坂 口:あの、言ってることにちょっと自信がないんですけれども、あのお芝居のスタイルだ
    と、俳優さんの力量と釣り合わないんじゃないのかなって。そういうことはいっぱい
    あると思うんですけれども、俳優さんが駄目だと言ってるんじゃなくて、俳優さんの
    力に合わせたスタイルの作り方というのをもう少し考えられるといいのかなぁという
    風に思いました。

司 会:はい。坂手さん、何か。ありますか。

坂 手:いや、あんまりないんですけど。あの、やっぱり、何て言うんでしょう。こういう笑
    わせる場合というのは「普通はこうだけどこうじゃないんだ」とか「相手がこう思っ
    てるけどこうズラすよ」とかズラしていくタイプ、そういうことになりますね。皮肉っ
    たりね。で、それほど今の時代というものが明確な一つのスタンダ―ドがあるわけじゃ
    ないんで、ただズラしていくだけだと「ズラしてくんですね」っていう感じになっちゃ
    うんですね。で、その場合には、そのことを通してものすごく強烈な個性が出てくる
    とか、ものすごくビックリするようなアイディアが出てくるとか、なんかそういう風
    なことにならないかなと。「鳥にとりにいく」という駄洒落で持たせるにはちょっと
    厳しいし、やっぱり鳥が存在感すごいですから。だったらもっと鳥を中心にしたネタ
    にした方がいいんじゃないかなという気がしました。
    
    あとやっぱり僕が良くないなと思うことは、鶏肉パラパラ落ちますよね。そのあとで
    他の劇団がやるじゃないですか。

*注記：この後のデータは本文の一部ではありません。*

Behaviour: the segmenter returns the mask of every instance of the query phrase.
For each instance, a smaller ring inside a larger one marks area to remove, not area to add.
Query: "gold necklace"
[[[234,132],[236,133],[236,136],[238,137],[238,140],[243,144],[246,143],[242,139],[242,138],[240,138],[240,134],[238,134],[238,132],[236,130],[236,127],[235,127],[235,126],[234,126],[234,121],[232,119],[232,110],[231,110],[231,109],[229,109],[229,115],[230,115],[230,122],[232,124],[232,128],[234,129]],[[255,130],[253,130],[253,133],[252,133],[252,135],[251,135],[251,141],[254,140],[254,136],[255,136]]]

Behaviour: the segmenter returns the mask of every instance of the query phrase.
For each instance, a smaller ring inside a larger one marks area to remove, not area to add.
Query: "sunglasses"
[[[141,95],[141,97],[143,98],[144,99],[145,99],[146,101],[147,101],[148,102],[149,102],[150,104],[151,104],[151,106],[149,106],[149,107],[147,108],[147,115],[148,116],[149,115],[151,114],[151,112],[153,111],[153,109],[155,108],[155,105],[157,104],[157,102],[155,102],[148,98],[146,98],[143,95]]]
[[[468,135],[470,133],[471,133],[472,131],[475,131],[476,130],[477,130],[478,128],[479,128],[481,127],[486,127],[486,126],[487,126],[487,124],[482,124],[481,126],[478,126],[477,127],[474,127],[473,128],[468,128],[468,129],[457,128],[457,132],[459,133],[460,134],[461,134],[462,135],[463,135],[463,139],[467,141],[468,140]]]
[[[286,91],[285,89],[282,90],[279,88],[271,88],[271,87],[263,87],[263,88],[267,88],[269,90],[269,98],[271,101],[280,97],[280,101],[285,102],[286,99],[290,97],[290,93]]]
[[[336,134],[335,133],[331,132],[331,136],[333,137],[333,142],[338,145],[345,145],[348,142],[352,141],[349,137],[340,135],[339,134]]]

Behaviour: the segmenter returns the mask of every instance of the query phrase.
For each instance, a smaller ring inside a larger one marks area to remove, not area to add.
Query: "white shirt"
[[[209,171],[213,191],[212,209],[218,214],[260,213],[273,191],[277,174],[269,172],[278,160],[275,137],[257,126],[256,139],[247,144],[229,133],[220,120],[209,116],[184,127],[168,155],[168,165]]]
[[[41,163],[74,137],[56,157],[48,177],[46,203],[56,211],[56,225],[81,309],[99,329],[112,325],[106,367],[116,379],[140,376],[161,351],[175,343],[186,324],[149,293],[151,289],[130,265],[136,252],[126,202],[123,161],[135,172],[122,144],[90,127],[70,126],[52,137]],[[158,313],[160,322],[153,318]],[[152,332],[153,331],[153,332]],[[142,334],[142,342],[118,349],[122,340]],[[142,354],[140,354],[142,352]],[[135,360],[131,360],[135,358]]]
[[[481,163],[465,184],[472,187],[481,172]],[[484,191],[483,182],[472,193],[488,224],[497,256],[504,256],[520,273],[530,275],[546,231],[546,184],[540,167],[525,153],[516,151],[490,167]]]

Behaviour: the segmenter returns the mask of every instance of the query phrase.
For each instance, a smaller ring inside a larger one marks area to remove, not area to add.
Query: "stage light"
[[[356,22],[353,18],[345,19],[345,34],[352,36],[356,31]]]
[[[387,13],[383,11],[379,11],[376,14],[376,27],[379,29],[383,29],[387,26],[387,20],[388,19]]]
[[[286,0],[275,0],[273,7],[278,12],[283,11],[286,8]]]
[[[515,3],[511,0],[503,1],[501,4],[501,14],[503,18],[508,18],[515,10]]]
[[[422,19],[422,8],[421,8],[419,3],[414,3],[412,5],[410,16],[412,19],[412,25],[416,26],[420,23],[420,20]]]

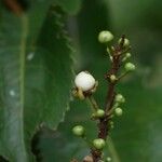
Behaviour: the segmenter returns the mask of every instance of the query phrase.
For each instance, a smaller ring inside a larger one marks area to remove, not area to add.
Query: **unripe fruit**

やっぱりね、乾いた紙で拭くっていう対処の仕方じゃ
    駄目ですよ。モップを言われて用意するようじゃ駄目ですよ。だから演劇をやるって
    いうことはお客さんを相手にすることだし、劇場の人と一緒にやらなきゃいけないんで、
    ましてやこういうコンテストであれば、他の劇団のことを考えなければいけないとい
    うことが当たり前ですから。その後に「もしも床の上で踊るような人がいるとしたら
    どうだろうか」とかね、そういう最低限のことをやっぱり考えなければいけないんじゃ
    ないかというふうに僕は思いますね。これは別に道徳的なことでもなくて、倫理的な
    ことでもなくて、その常識はないと。やはり僕らは「人にされたくないことは自分は
    しない」という最低限のことを思わなかったら、それは人間じゃねえからね、って思
    うんですけどね。

司 会:はい、ありがとうございました。厳しいご意見ありがとうございます。